Label: Sleaze Records
Release Date: 20/05/2013
This is the eightieth release for Scottish label Sleaze Records and it is an excursion into deeply immersive, dance floor Techno. The label is as consistent as it is exciting, and a firm favourite over here at Stray Landings. The only issue we have is keeping up to date with the label’s prolific releases schedule. Never the less, this multi-artist EP includes some incredible music, each contributor appearing to have pulled out their best work.
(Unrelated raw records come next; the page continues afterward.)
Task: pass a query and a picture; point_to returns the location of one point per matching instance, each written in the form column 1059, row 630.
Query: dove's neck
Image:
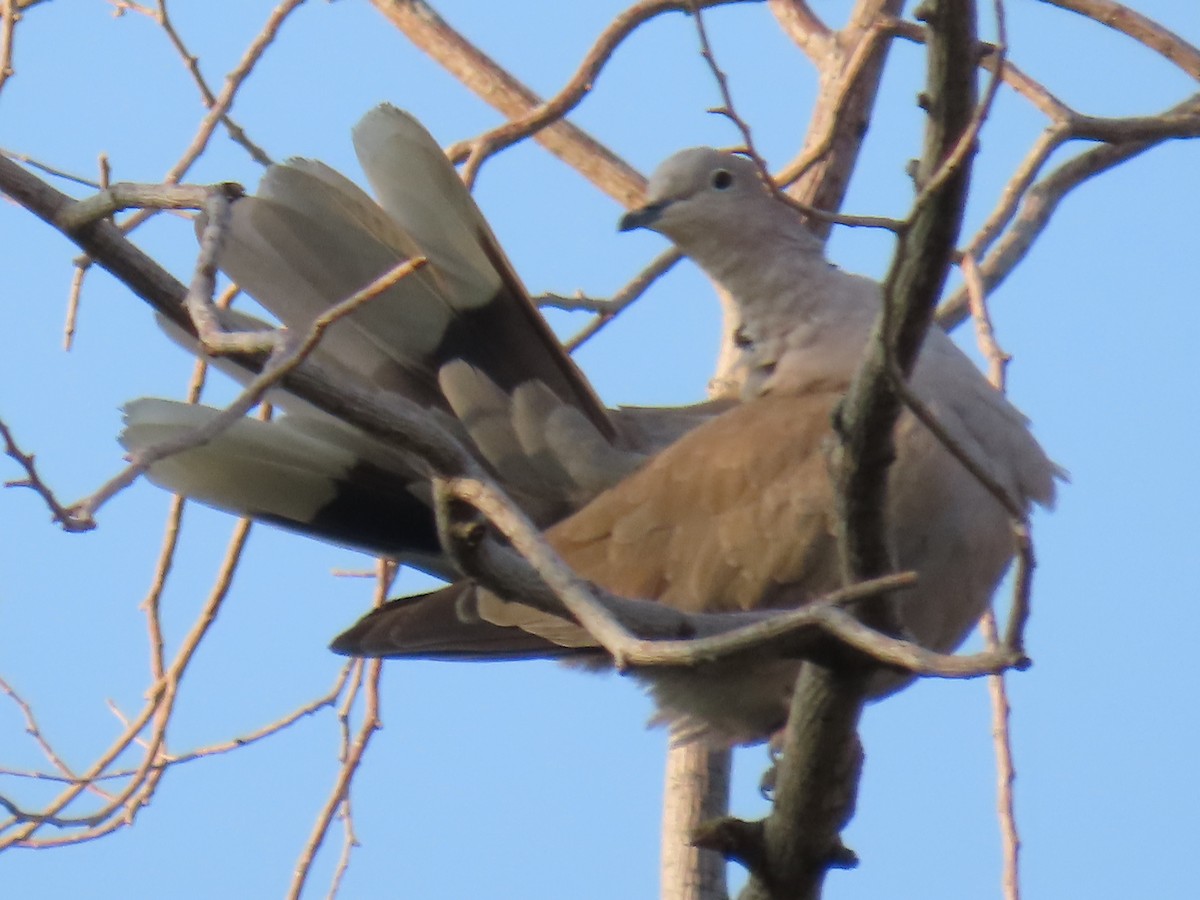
column 797, row 319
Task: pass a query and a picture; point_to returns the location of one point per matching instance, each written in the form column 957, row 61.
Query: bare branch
column 496, row 87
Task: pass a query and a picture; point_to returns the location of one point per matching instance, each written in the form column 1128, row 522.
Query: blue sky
column 525, row 780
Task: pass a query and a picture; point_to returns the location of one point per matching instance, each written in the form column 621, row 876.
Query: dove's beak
column 642, row 217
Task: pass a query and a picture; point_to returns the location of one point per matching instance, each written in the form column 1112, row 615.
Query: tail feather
column 435, row 627
column 307, row 475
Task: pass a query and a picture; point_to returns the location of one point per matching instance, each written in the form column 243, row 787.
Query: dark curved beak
column 642, row 217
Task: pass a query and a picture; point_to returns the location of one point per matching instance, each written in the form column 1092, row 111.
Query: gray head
column 703, row 198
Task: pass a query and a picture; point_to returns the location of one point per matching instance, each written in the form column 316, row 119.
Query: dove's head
column 711, row 203
column 697, row 190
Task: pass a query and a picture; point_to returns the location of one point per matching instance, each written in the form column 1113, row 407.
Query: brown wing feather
column 689, row 528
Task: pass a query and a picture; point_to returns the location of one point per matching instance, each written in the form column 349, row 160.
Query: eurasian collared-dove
column 736, row 514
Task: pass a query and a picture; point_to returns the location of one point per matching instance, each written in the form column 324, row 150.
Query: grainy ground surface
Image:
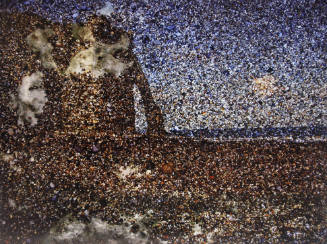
column 259, row 191
column 185, row 190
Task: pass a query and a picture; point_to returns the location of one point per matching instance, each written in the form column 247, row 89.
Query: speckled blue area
column 200, row 58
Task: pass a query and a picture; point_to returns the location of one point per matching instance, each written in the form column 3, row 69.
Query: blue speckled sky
column 224, row 64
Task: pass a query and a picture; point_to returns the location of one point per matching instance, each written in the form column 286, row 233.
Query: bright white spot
column 12, row 203
column 107, row 10
column 31, row 99
column 140, row 118
column 125, row 172
column 197, row 230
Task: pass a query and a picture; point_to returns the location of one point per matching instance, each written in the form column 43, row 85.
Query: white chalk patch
column 128, row 171
column 31, row 99
column 107, row 10
column 140, row 118
column 98, row 60
column 38, row 42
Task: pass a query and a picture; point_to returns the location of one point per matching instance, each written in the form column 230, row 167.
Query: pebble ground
column 187, row 190
column 201, row 59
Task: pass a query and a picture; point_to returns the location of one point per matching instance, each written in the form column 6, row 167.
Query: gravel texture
column 203, row 58
column 225, row 69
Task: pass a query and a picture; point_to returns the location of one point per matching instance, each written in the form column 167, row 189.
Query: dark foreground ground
column 260, row 191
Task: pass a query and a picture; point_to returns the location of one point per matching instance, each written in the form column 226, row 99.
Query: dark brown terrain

The EP begins with the Argentine giant, Jonas Kopp. ‘Mountak’ is an exercise in driving melodic Techno, it feels comfortably fast pushing way out of lazy dancing territory and into full on raving mode. Having said that, its full force is only felt when listened across the whole seven minutes. At first glance, its melodic structure feels familiarly simple, but as the track progresses the chords swell and rise to euphoric levels. Kopp’s familiar control of the percussive elements is decidedly understated, leaving the chords and subtle leads to drive the track forward; it is an outstanding track from an artist on top of his game.
The next offering comes from Minneapolis native Dustin Zahn, ‘Forward unto Dawn’ feels slightly slower than the first track and perhaps suffers from it considering the minimal sound pallet. However, much like the Kopp piece it manages to blend a very familiar set of percussive tropes with refreshingly hypnotizing, chord drones. Again it is a piece that lends itself to an extended play, the slow build up is to be honest relatively dull, but as is gets into full swing by the four minute mark we are reminded why this mix of tension and release is so effective, particularly for the dance floor.
It was certainly nice to hear a new contribution from Flug on this EP. Across the Stray Landings team there was a lingering concern that the remixes on his last release for Sleaze overshadowed him slightly, so to see him produce something that stands out clearly on the EP is really impressive. ‘No Way Out’ feels much slower than the previous two tracks on the EP but this time is entirely appropriate. There is very little in the way of melodic development in this track, instead low swung drums are occasionally augmented by dissonant lead lines to head nodding effect. The tonal quality of the percussive repetition is outstanding and on the right sound system would be all the best kinds of hypnotic. The steady arrangement of the track and slow build ups, which on occasion are punctuated by outrageously obtuse synth flutters, make sure boredom is the last feeling produced by this aptly titled claustrophobic wonder.
To say that Sleaze saved the best till last is certainly difficult with an EP of this quality and pitting the last track against what was the firm favourite up until this point from Kopp is probably unnecessary. BUT, the three way collaborative track ‘RS7000’ from Tony Rohr, Billy Johnston & Gennaro Mastrantonio is to use the correct terminology… A BOMB! Up until the four minute mark we are treated to driving 808 percussion in the low end, and sharp and well placed percussion up top, and to be honest with you that would have been enough from them and it would have impressed me. But, at the 4 minute mark we are given an incredible twisting chord line, which builds up to what feels like a typical mega drop, only to be subdued again as the bass comes back in. This is the best of what dance floor Techno can be, both tough and emotive. Its composition is masterful and has to be the highlight of what is a really stunning EP from the Glasgow label. If quality like this continues, then this Sleaze select series may turn out to be a real treasure trove of future classics.